A number of other junta allies also received the title on Monday, including lower house speaker T Khun Myat, who remained in the position despite the February 2021 coup; Kachin State chief minister Khet Htain Nan, who was appointed by the regime to replace his ousted and now detained brother Khet Aung; Kyaw Than, the commander-in-chief of the Democratic Karen Buddhist Army, and Saw Chit Thu, executive advisor to the group’s border guard forces; and religious figures who have declined to speak out against the overthrow of Myanmar’s elected government, including Anglican archbishop Stephen Than Myint Oo and Swami Vivekananda Giriji Maharaj of the Sri Shiva Hindu temple in Yangon.
Past recipients have included more widely admired figures, such as U Thant, the former general secretary of the United Nations; poet Min Thuwun, who was also the father of former president Htin Kyaw; and colonels Kyi Maung and U Lwin, who were among the co-founders of the National League for Democracy (NLD).

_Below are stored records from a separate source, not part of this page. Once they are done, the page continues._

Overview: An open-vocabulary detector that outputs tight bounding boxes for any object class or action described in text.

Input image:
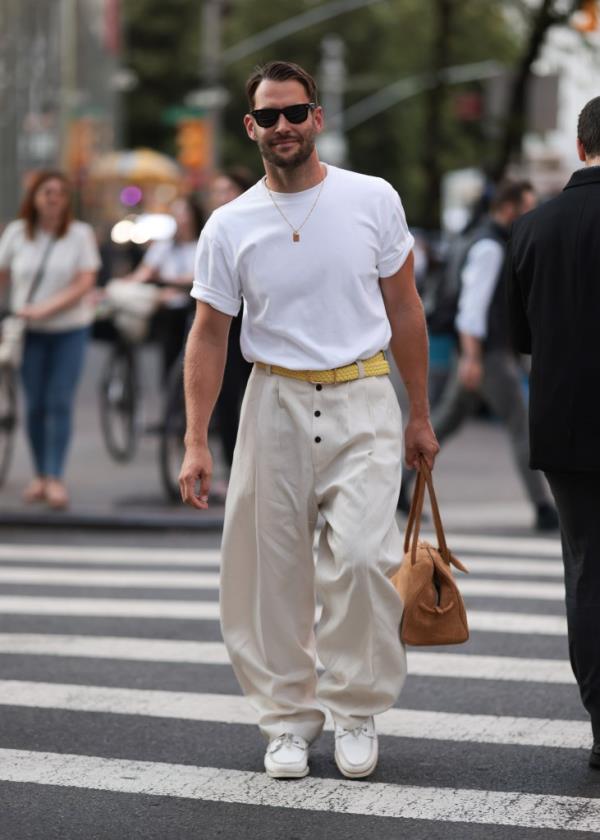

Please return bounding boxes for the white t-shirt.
[192,165,414,370]
[455,239,504,340]
[0,219,100,332]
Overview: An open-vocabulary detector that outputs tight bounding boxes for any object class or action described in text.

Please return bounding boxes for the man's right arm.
[179,301,231,510]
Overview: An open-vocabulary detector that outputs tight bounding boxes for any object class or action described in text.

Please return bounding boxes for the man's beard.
[258,133,315,169]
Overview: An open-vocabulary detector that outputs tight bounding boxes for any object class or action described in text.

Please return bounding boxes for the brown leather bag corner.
[391,459,469,645]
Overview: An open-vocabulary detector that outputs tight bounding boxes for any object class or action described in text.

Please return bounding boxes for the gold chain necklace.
[263,175,325,242]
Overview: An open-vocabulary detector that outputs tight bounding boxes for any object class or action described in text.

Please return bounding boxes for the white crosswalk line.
[0,633,574,684]
[0,595,567,636]
[0,749,600,834]
[467,610,567,636]
[456,576,565,601]
[0,567,219,589]
[463,555,564,579]
[0,680,591,749]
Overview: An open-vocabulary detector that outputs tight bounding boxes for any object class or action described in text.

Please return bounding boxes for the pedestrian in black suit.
[506,96,600,769]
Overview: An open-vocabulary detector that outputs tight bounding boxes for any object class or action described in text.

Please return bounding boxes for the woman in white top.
[124,196,204,381]
[0,171,100,508]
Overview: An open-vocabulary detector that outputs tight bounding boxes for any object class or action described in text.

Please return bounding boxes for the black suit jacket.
[505,166,600,472]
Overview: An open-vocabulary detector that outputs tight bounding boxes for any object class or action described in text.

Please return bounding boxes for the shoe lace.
[337,723,375,740]
[269,732,304,753]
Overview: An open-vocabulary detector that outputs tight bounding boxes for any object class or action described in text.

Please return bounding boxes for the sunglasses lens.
[283,105,308,125]
[252,108,280,128]
[251,103,311,128]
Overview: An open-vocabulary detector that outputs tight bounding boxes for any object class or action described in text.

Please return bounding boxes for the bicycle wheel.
[0,366,17,487]
[158,361,185,502]
[99,341,139,462]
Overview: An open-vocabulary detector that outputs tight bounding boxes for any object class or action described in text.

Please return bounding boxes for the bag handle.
[404,455,467,572]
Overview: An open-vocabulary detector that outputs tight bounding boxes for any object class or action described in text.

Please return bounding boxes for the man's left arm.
[379,251,440,469]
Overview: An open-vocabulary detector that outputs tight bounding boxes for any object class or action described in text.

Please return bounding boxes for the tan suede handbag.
[391,459,469,645]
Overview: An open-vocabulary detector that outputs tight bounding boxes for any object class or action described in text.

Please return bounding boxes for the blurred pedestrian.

In 2010, the title was also granted to two of Myanmar’s biggest tycoons, Tay Za and Zaw Zaw.
Ten years before his face appeared on the cover of Time magazine, Wirathu had been sentenced to 25 years in prison for inciting a deadly anti-Muslim riot in Kyaukse, Mandalay Region. Released in 2012, he soon returned to his inflammatory ways as a founding member of the Patriotic Association of Myanmar, better known by its Burmese acronym Ma Ba Tha.
In 2019, he was charged with sedition for a speech he made attacking State Counsellor Aung San Suu Kyi. After a year in hiding, he turned himself in just before the November 2020 election, which Suu Kyi’s NLD won in a landslide. He was pardoned by the regime in September of last year, and has since kept a relatively low profile, having been barred by the junta from speaking to the media.
Despite this, he has maintained a presence on social media, where a number of his live-stream videos have found a wide audience.